SCEC Award Number 21122 View PDF
Proposal Category Collaborative Proposal (Integration and Theory)
Proposal Title Investigation of Systematic Differences between CyberShake Studies 15.12 and 20.X Using Ground Motion Modeling Techniques Relevant to Seismic Hazard
Investigator(s)
Name Organization
Christine Goulet University of Southern California Xiaofeng Meng University of Southern California
Other Participants Scott Callaghan
SCEC Priorities 4b, 4c, 4d SCEC Groups GM, EEII, Seismology
Report Due Date 03/15/2022 Date Report Submitted 03/15/2022
Project Abstract
INTERIM REPORT:
We proposed to evaluate how much CyberShake simulations improved with the changes implemented in 2019, compared with the empirical data and empirically-derived GMMs (eGMMs). Unfortunately, the CyberShake simulation platforms encountered unexpected bugs after migrating onto a new supercomputing cluster. The CyberShake team spent lots of time and effort identifying and fixing the bugs, which significantly delayed the completion of the new CyberShake study we intended to use; it is now scheduled for mid 2022. However, an alternate CyberShake study was completed in early January 2022, which allows to perform a similar type of analysis, but we have not had enough time to complete the work before the SCEC report deadline. Hence we requested a no-cost extension.
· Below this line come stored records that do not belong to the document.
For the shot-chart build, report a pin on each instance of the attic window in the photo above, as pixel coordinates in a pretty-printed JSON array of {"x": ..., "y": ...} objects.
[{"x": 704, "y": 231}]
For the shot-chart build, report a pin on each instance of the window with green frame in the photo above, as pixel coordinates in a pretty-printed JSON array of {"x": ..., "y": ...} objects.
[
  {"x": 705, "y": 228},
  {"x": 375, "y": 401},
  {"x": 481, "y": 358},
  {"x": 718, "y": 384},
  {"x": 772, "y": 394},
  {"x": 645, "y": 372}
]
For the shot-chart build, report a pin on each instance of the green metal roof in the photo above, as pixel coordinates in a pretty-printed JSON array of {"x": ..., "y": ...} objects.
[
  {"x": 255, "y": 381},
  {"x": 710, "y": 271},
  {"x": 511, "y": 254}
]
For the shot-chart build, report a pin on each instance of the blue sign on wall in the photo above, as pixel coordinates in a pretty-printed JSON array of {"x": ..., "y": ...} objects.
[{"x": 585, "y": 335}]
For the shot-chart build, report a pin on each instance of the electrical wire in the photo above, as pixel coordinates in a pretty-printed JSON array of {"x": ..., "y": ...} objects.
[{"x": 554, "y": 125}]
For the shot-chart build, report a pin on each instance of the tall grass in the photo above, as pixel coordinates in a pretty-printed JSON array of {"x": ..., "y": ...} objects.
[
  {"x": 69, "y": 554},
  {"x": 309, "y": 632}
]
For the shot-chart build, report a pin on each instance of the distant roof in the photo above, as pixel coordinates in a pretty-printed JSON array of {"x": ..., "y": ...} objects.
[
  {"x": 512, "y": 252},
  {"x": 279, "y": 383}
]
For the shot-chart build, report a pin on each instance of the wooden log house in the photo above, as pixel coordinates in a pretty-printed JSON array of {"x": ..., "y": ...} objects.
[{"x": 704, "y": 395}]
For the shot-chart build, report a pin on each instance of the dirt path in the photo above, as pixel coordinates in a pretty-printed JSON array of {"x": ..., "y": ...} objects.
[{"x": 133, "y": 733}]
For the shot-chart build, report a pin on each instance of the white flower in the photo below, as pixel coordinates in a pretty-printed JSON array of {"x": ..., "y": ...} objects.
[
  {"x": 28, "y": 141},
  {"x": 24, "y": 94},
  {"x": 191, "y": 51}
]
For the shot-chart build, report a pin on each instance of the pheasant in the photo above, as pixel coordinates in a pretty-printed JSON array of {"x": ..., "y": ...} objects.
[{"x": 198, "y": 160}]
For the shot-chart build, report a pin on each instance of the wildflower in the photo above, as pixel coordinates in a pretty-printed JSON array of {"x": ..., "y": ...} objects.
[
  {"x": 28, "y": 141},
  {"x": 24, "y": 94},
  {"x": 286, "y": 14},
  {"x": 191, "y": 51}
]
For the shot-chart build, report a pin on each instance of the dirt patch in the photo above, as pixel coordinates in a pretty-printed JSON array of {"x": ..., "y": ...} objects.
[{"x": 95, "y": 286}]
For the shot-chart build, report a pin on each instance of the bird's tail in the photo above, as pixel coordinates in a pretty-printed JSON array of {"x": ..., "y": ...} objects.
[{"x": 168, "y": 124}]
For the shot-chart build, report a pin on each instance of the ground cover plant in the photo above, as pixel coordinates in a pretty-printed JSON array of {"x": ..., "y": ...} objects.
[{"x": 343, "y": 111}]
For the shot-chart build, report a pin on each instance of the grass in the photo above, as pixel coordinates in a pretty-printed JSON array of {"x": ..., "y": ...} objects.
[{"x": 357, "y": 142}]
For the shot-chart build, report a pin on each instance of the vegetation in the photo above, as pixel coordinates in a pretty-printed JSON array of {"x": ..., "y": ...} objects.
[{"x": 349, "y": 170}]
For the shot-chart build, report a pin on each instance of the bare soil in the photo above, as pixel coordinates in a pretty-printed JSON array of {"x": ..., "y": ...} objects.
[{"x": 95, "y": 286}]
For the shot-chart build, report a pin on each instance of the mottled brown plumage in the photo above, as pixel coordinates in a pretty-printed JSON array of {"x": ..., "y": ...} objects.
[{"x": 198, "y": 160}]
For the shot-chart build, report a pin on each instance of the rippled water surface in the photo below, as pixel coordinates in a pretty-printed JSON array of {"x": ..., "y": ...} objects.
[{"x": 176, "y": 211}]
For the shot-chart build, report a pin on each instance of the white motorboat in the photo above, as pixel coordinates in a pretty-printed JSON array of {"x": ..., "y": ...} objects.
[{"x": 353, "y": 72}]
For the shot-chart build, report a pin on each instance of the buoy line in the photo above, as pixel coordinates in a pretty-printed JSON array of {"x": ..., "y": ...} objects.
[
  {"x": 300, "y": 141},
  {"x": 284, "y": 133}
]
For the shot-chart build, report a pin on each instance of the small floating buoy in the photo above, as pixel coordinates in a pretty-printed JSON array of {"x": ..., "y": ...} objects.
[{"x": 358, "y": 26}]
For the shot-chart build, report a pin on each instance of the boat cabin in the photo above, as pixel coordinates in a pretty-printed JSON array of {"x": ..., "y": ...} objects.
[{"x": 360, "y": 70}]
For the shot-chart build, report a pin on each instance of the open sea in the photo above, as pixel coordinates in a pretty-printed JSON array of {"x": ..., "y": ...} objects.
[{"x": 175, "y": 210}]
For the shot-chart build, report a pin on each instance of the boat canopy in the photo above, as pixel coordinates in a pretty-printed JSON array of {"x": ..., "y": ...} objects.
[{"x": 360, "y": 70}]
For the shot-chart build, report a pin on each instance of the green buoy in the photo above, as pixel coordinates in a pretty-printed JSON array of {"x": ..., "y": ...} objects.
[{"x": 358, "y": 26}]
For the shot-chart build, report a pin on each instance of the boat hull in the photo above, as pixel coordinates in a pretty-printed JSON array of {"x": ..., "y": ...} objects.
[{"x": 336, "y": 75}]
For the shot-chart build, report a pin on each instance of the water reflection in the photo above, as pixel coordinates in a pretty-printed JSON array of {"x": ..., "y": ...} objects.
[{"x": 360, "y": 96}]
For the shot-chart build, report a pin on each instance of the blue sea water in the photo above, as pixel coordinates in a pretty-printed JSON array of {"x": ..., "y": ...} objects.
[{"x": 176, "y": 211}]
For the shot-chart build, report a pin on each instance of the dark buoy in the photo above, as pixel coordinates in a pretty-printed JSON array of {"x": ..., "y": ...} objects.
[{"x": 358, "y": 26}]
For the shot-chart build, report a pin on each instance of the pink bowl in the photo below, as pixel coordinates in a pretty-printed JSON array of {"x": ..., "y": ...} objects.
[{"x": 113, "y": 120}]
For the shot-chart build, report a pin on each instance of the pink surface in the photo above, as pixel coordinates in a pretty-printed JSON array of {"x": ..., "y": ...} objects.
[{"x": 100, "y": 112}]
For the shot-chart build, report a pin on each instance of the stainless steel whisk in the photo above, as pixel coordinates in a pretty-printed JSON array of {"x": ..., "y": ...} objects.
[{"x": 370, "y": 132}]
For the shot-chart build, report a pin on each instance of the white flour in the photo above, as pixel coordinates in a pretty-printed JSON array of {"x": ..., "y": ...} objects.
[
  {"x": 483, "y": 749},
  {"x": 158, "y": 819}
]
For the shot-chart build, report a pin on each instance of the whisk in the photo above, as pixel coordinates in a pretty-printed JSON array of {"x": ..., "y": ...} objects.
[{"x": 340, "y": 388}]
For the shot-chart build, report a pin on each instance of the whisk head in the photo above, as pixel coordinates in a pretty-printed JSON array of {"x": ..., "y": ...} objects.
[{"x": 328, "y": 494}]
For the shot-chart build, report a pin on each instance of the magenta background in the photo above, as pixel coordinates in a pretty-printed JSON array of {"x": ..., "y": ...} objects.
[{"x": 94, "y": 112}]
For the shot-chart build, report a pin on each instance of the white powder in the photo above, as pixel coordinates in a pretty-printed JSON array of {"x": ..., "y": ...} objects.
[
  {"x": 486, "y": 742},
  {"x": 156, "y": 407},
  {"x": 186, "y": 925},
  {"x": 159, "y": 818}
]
Since the completion of the new CyberShake study (CS21.12), we developed a GMM for the study. We compared the median predictions of CS21.12 GMM with those from a prior CyberShake study in the same region (CS15.4), as well as those from empirical GMMs (Figure 1). We also compared the total variances and their decompositions from CS21.12 against CS15.4 and empirical datasets
In the next a few months, we plan to adapt a new spatially-varying coefficient (SVC) modeling approach to extract individual source, path and site effects from the CyberShake simulations. Our plan is to use these techniques to extract technically defensible components of the simulations. Our proposed work therefore serves as a proof of concept and a path forward for the integration of simulations into empirically-based PSHA.
Intellectual Merit Interim report - no-cost extension requested as stated in Abstract
Broader Impacts Interim report - no-cost extension requested as stated in Abstract
Exemplary Figure Figure 1. Differences of median ground motion predictions for 5s RotD50 between CS15.4 datasets and empirical GMMs (Left), and CS21.12 and empirical GMMs (Right). Colors denote differences in ground motions in logarithmic scale.